Cambodia: Signs Of Good Intentions?


Dr Milton Osborne

The arrest on 22 May of Sam Bith, the former Khmer Rouge (KR) commander in connection with the murder of three western backpackers in 1994, including the Australian David Wilson, has been one of the few events in Cambodia over recent weeks to command international attention. A warrant for Bith's arrest was issued more than two years ago, but he has continued to live an untroubled existence until now. Some local observers have suggested that the government's decision to act was taken in preparation for the June Cambodian donors' meeting. It is also thought to be a signal to the United Nations that the government is prepared to act against former KR personalities, even if there is still no agreement over a Khmer Rouge tribunal and much more senior KR leaders remain free.

As Hun Sen continues as the unchallenged leader of his country, FUNCINPEC is once again experiencing internal difficulties. Following the party's lamentable performance in the February elections, the party's leaders promised to restore its stability and credibility. But this promise has been undermined by internal frictions involving You Hokry, the Minister of the Interior, who has been accused of corruption and nepotism by his fellow FUNCINPEC party members. At the same time, Prince Norodom Chakrapong's announcement of his intention to form a new political party, the Khmer Spirit Party, appears to have the potential to draw support from individuals currently linked to FUNCINPEC.
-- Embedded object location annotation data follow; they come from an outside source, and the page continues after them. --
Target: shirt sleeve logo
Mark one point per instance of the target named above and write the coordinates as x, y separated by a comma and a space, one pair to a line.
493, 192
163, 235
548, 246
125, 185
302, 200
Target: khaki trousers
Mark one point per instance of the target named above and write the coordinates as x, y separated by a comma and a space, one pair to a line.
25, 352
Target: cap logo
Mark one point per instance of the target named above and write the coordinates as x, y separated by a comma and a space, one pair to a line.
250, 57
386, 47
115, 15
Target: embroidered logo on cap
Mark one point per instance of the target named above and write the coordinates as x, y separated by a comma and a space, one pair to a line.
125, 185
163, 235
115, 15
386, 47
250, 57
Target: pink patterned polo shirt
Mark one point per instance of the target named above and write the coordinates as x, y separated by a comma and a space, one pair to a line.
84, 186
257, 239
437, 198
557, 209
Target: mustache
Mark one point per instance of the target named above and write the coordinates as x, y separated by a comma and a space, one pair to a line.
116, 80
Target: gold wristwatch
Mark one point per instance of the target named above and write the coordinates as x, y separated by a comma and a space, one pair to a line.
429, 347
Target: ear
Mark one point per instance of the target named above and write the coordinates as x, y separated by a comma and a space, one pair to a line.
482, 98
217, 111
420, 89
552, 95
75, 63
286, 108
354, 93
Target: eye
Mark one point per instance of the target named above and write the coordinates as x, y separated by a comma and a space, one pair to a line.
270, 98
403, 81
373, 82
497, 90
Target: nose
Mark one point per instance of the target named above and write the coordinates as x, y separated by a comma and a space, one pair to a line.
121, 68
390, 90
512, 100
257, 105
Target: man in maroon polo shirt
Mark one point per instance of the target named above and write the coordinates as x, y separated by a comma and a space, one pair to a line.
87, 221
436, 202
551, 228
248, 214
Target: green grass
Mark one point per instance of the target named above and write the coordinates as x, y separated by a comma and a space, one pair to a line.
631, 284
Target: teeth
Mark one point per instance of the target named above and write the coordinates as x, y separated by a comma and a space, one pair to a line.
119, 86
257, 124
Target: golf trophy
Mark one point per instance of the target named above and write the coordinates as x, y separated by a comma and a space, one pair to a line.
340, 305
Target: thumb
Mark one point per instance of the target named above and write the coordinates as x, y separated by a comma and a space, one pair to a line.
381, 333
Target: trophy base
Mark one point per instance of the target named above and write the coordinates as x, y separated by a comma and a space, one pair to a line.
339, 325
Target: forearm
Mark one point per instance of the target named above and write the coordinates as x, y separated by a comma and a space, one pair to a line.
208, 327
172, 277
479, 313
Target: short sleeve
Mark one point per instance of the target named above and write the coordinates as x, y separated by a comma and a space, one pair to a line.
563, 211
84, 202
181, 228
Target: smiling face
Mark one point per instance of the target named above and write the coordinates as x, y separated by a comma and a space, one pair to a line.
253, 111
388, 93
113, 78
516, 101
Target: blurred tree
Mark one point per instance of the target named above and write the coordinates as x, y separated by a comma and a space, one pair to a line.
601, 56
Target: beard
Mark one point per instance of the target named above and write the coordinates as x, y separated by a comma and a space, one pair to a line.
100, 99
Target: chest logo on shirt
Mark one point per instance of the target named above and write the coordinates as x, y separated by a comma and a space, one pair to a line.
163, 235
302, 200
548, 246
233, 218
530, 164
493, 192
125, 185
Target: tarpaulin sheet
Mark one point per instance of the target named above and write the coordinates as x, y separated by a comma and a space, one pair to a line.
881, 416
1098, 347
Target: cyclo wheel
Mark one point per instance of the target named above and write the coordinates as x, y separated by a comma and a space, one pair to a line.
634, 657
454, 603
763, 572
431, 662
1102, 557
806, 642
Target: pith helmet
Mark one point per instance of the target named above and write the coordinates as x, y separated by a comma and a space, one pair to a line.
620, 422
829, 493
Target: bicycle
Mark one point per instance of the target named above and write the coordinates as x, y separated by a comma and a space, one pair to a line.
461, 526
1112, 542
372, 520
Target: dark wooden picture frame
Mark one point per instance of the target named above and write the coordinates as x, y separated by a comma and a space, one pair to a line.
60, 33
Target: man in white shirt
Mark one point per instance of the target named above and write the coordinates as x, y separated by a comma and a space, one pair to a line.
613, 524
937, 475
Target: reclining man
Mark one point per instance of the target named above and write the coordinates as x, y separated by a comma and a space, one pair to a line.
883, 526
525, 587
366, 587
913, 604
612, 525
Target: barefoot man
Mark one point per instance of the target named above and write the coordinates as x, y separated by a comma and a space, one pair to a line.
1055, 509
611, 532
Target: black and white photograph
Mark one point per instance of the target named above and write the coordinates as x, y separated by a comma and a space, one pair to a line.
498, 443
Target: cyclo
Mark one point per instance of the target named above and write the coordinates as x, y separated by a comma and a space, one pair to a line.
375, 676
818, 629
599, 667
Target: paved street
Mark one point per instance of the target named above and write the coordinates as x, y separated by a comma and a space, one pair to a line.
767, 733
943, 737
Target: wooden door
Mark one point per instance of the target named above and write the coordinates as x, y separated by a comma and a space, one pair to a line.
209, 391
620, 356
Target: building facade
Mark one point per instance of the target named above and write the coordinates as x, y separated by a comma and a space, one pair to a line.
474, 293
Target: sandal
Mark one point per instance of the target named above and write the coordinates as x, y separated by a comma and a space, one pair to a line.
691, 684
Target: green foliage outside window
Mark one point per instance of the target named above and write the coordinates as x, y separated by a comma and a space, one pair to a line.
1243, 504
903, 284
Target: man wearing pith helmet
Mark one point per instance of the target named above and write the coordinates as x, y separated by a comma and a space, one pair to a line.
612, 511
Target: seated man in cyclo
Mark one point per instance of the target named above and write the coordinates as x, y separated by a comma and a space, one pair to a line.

On the economic front, the government has made clear that it hopes to join the World Trade Organisation in 2003. If this is to take place, Cambodia will have to address the consequences of membership, most particularly the loss of trade privileges such as clothing quotas in the United States. Against this background there is at least a stated recognition of the need to move away from heavy reliance on low-cost garment production towards the commercial agricultural sector, particularly value-added exports such as packaged foods and cereals. Meanwhile, discussion has been increasing of the problems associated with continuing corruption and an out-of-date legal system, both of which discourage direct foreign investment. Direct foreign investment fell to US$120 million in 2001, continuing a slide that has being going on for several years. Illegal timber deals, facilitated by corrupt practices, continue to be a major problem despite the Phnom Penh government's apparent recognition that this is an issue that must be solved.

In the latest move to exploit Cambodia's tourist potential, the government has signed a memorandum of understanding with a Las Vegas consortium for a feasibility study for resorts on two islands in the Gulf of Thailand, immediately west of Sihanoukville. While stating that there is no commitment from the consortium to establish a casino in a future resort, the Minister of Commerce, Cham Prasidh, acknowledged that this was a possibility.

From the beginning of July, Cambodia assumes the ASEAN chairmanship.

WATCHPOINT: Will there ever be a Khmer Rouge Tribunal?